Many sceptics such as me believe it will have a range of unforeseen consequences, damaging opportunities for many low-skilled workers. Yet the unspoken assumption laced into the question of “what do you earn?” is that anyone earning more than the new Living Wage is somehow unentitled to question whether it is economically sensible. A sort of “check your privilege”.
This will be news to Osborne. As a result of his decision to overthrow the old framework, and overturn the careful diligence of the Low Pay Commission in setting the minimum wage to avoid job losses, it is estimated that by 2020 the chancellor will set the hourly rate for 18 per cent of the private sector workforce.
Conservatives, at least rhetorically, say they think markets work pretty well. But not, apparently, the labour market. Rather than allowing employers and employees to come to pay decisions themselves as far as possible, taking into account supply and demand factors and firms’ ability to pay, the Conservatives instead want to arbitrarily peg the wages of many low-skilled workers to 60 per cent of median earnings.
It is not clear at all why this should be the case. The old minimum wage framework at least had some economic rationale. Though it was debatable, the argument broadly went that many firms had a high degree of market power over their employees, and so a low minimum wage could help eliminate so-called exploitative low pay without costing jobs.
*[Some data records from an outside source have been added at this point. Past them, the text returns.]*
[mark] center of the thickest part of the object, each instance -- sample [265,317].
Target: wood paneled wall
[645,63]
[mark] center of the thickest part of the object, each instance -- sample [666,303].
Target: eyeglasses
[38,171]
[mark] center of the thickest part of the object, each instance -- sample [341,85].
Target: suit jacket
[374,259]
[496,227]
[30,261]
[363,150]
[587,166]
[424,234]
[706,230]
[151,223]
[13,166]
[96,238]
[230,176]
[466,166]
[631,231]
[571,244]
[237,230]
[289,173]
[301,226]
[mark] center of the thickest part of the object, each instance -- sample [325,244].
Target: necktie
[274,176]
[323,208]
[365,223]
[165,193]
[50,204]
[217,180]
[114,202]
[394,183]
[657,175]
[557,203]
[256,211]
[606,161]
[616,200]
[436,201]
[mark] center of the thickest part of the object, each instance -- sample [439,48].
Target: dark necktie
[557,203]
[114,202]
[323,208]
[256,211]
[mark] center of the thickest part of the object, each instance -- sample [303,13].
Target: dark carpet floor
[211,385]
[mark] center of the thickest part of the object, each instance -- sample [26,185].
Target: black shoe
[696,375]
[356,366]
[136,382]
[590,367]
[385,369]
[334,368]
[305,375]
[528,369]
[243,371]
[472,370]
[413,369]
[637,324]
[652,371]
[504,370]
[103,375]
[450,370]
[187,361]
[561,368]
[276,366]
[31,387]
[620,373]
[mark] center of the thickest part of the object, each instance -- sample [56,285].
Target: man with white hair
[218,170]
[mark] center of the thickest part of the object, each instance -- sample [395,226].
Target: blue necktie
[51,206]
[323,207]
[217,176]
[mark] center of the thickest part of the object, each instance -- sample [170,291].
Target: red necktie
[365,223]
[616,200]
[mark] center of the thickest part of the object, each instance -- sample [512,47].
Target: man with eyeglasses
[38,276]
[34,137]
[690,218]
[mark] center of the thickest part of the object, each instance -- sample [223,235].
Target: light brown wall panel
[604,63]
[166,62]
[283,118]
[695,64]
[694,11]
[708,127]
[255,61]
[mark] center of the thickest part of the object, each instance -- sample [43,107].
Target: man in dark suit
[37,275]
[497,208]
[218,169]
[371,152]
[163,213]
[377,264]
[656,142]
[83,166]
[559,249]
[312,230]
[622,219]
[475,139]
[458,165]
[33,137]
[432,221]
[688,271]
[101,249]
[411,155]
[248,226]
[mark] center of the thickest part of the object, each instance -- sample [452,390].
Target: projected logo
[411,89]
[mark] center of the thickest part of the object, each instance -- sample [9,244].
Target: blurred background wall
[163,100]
What the chancellor seeks to achieve now is anyone’s guess. All that he has shown is that he’s willing to sacrifice some jobs (estimated to be 60,000 by 2020) for more wage equality in the bottom half of the distribution.
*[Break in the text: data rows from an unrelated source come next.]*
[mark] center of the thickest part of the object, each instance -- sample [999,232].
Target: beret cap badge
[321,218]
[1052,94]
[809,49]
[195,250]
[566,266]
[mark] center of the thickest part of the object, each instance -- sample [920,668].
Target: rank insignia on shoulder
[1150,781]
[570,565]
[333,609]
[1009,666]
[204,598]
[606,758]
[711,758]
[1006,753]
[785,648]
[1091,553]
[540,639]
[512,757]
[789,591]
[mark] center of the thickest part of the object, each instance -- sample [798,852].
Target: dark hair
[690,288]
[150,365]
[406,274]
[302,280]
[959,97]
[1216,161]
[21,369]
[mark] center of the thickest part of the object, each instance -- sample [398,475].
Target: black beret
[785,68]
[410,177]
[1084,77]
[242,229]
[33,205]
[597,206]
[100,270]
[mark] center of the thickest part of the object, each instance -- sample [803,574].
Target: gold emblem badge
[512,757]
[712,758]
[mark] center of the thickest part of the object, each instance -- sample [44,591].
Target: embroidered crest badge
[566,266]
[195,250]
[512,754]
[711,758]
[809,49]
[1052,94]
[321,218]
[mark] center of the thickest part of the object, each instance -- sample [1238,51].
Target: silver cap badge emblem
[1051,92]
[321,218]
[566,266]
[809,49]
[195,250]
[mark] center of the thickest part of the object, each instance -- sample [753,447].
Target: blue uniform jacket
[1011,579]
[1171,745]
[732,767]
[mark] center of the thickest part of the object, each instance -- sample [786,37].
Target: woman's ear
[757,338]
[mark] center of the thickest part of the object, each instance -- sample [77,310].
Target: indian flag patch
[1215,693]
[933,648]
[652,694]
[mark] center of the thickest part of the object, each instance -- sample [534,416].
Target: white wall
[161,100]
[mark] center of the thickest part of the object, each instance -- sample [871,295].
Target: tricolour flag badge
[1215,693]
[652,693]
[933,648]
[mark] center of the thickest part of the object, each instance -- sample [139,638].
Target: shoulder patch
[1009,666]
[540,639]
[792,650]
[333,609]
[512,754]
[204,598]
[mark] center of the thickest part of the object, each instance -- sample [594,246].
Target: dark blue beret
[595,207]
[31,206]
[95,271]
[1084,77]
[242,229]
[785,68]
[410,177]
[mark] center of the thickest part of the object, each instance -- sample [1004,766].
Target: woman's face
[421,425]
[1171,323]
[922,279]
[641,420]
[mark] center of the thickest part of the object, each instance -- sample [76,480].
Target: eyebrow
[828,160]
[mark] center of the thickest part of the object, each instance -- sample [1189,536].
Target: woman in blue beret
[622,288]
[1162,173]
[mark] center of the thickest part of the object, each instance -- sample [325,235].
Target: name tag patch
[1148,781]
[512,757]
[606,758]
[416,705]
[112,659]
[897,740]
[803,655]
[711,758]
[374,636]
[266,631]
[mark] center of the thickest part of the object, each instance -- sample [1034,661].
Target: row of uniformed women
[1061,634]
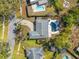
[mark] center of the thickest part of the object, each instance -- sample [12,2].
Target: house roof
[41,29]
[35,53]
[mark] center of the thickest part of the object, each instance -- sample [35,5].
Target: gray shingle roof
[35,53]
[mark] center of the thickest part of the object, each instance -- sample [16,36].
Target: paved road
[11,35]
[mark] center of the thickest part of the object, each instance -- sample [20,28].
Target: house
[35,53]
[44,29]
[39,2]
[41,29]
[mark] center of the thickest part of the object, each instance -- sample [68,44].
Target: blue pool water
[65,57]
[54,26]
[39,8]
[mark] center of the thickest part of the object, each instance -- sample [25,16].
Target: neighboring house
[39,2]
[44,29]
[32,8]
[35,53]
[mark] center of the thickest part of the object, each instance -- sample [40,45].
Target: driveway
[27,23]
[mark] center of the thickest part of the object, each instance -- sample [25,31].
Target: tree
[7,8]
[57,5]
Sadly, a desire for more equality is not the only justification for compelling or telling firms what to pay their staff. In fact, we live in an age where everyone seems to have an opinion on how much other people should be paid, with the fuzzy concept of fairness apparently a much better guide for directing economic activity than millions of interactions between employees and employers.
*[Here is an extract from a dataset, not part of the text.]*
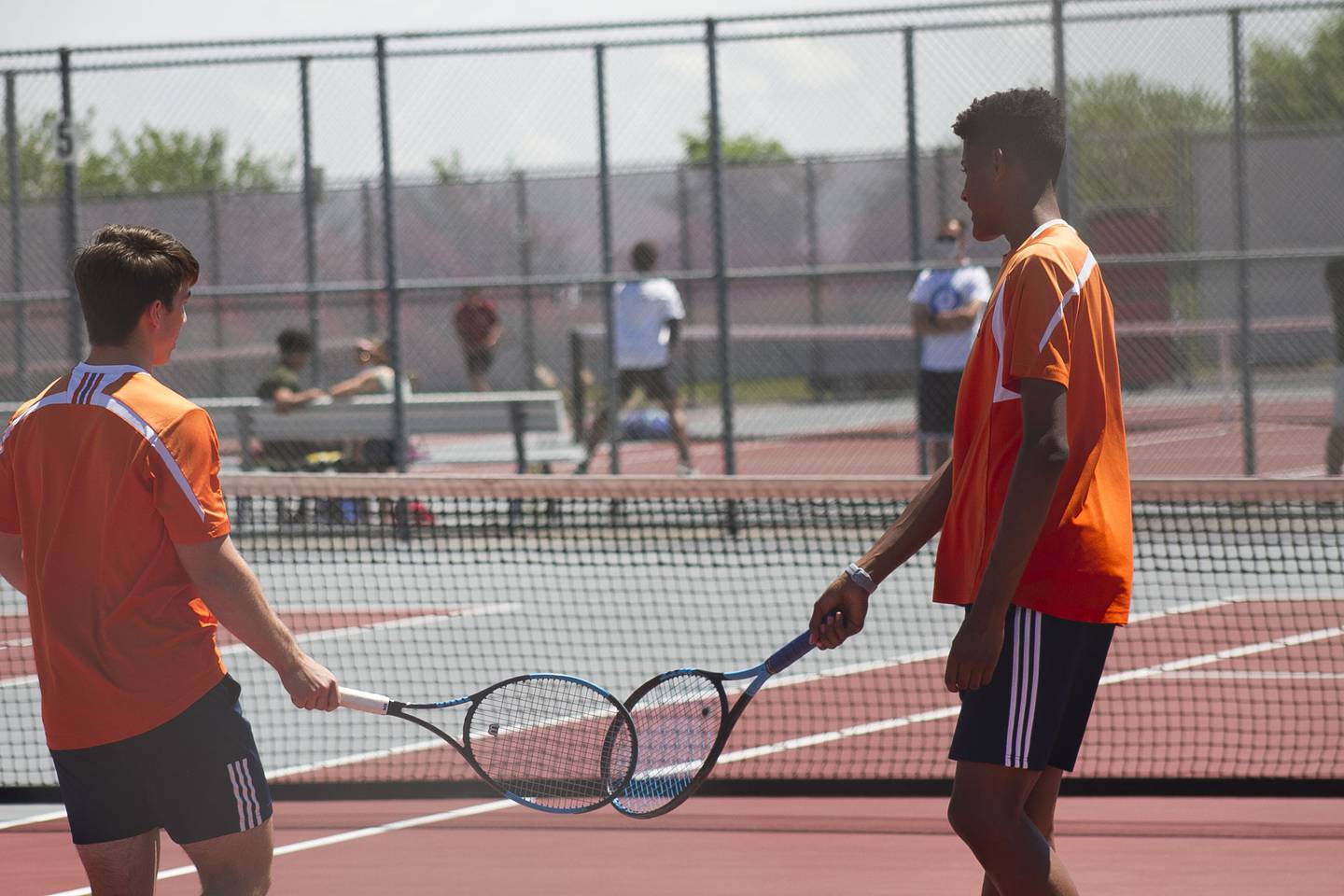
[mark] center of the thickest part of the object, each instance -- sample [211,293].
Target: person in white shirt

There are those in the official Living Wage campaign, for example, who seem to believe that the role of an employer is not to pay staff for the work they do, taking into consideration their talents, the conditions of the industry and the worker’s productivity. No, apparently the employer should pay people to compensate them for their rents, fuel and childcare bills – all areas over which the employer has no control and where governments often inflate costs as a matter of policy.
For others, what one person deserves to be paid is inextricably linked with the notional industry they work in and their “success”. Five female US soccer stars have accused the US soccer federation of pay discrimination, for example, claiming that they have been more successful than the men’s team. This completely ignores, of course, the size of the market and ability to generate revenue from the men’s game.
The most egregious example of “fairness” trumping reality comes in the continual citation of crude aggregate gender pay gap figures, showing that women on average earn less than men. The shunning of more detailed analysis implies that many believe everyone should be paid the same regardless of the jobs people are doing, their experience, time spent in the labour market or their age.
In reality, pay is determined by a messy range of factors which affect the supply of workers and how they are demanded by firms. But as the above examples show, what wages people can command frequently gets confused with the subjective concept of what they “deserve”. Moving away from allowing markets to set wages, and towards the idea that people should be paid what they deserve, requires someone ultimately to decide on the rate and a great deal of coercion to implement it. And as the estimated 60,000 fewer people in work as a result of the living wage shows, often with a high cost too.